Following these hash tags on Twitter, users would want to get the coverage from people inside the court room, plus commentary from others following the event (at least that’s what I assume). Well, here’s what they got:

bverfg

@akvorrat is the account of the working group against data retention, twittering from the court room. The other messages are retweets of either @akvorrat’s coverage or commentary on it. The news stream for the hash tag is polluted with redundant messages. Because people are using the old retweet method. Twitter’s new feature cleans the stream of redundant information. In my opinion, that’s a huge plus in usability.

How Last.fm fails to work for non-Western music

While using Last.fm personalized radio rather extensively during the last day, I again noticed a problem of this service I had stumbled upon before. I had turned to Last.fm to listen to music rooted in Western Africa’s (and especially Mali’s) griot culture (if you by the way know a good novel influenced by griot culture; or a piece of non-fiction dealing with it, I would be grateful for a hint).

This music has become known under various labels in the West: It was named “Desert Blues”, categorized as world music, even the term “griot” is an English one most probably derived from a Portuguese expression. And here the trouble begins.

Since I wanted to listen to Afel Bocoum, Oumou Sangaré and Toumani Diabaté, just to name a few, I usually started with one of these musicians, using the “similar artists” radio function to get a broad mix of related songs. What I got was indeed a broad mix (and a very nice one, too) – but it wasn’t exactly what I wanted.
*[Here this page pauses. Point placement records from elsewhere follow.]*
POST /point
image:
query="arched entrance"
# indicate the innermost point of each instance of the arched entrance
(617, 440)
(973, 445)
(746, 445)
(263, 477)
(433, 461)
Quite often, music from other genres would interrupt my stream of precisely this Malian mix of folk music and modern influences from pop, blues and rap that I was looking for. I admit, I don’t know how to call what I wanted to listen to. And that’s exactly the problem Last.fm is struggling with.

For Western pop music you will find that tags are often extremely precise – e.g. Black Box Recorder, another band that I have recently discovered through Last.fm, is tagged as “indie, female vocalists, indie pop, british, britpop” (that’s the five most used tags for the trio). A group found to be “similar artists”, Cinerama, is tagged as “indie, indie pop, britpop, chamber pop, pop”. Three different types of “pop”: With this information, Cinerama can be located pretty well on the map of pop music.
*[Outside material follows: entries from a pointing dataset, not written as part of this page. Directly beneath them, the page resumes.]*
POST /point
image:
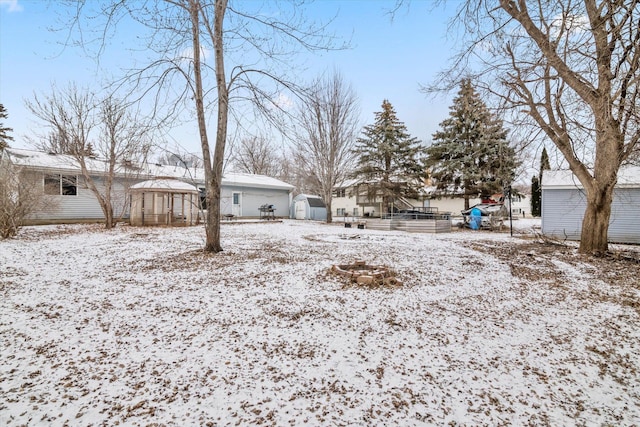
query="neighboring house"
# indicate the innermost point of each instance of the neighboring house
(242, 195)
(351, 199)
(564, 203)
(306, 206)
(71, 200)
Now let’s have a look at said Malian musicians. Oumou Sangaré is tagged “african, mali, world, africa, world music” – that is exactly no distinctive genre. “World music” can be anything from Cuba’s Buena Vista Social Club to Siberian overtone singing; “Mali” and “Africa” are but regional tags. While “Mali” might be indeed helpful, “Africa” certainly is a category much too broad to be of any use. Would you even think about tagging any music as “European”?

In the case of Oumou Sangaré, her biography (on Last.fm) gives a hint how to correctly tag her music: She is a prominent performer of wassoulou, a Western African style of pop music. In the case of Toumani Diabaté, there is at least one correct tag. It’s “kora” – the 21-string harp-lute he plays. But this is a rare example – “Africa”, “Mali” and “World” are the words used by far most often to tag this kind of music. Which explains why occasionally, some Ugandan singer’s voice would interrupt my stream of Malian music.
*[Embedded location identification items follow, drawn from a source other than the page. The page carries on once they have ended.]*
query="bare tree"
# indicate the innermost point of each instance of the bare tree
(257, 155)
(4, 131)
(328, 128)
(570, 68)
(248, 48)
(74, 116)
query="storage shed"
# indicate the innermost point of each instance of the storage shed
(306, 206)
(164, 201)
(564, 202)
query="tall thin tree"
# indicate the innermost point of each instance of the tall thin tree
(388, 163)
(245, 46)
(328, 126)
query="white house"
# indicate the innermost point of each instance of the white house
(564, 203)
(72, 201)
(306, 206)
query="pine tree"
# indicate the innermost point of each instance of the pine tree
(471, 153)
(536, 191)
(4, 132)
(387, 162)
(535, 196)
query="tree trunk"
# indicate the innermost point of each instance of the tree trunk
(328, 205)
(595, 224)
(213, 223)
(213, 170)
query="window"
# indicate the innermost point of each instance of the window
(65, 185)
This is a problem Last.fm is suffering from in about every branch of non-Western music: As its users are not precise in tagging it, its radio functionality is not precise in playing it. I have always thought of Last.fm as a great example how web 2.0 and crowd-sourcing can broaden your horizon. But its lack of functionality when it comes to non-Western music shows: The crowd needs to be familiar with what it tags. A bunch of Western neo-hippies listening to Afel Bocoum’s tracks out of exoticism obviously aren’t.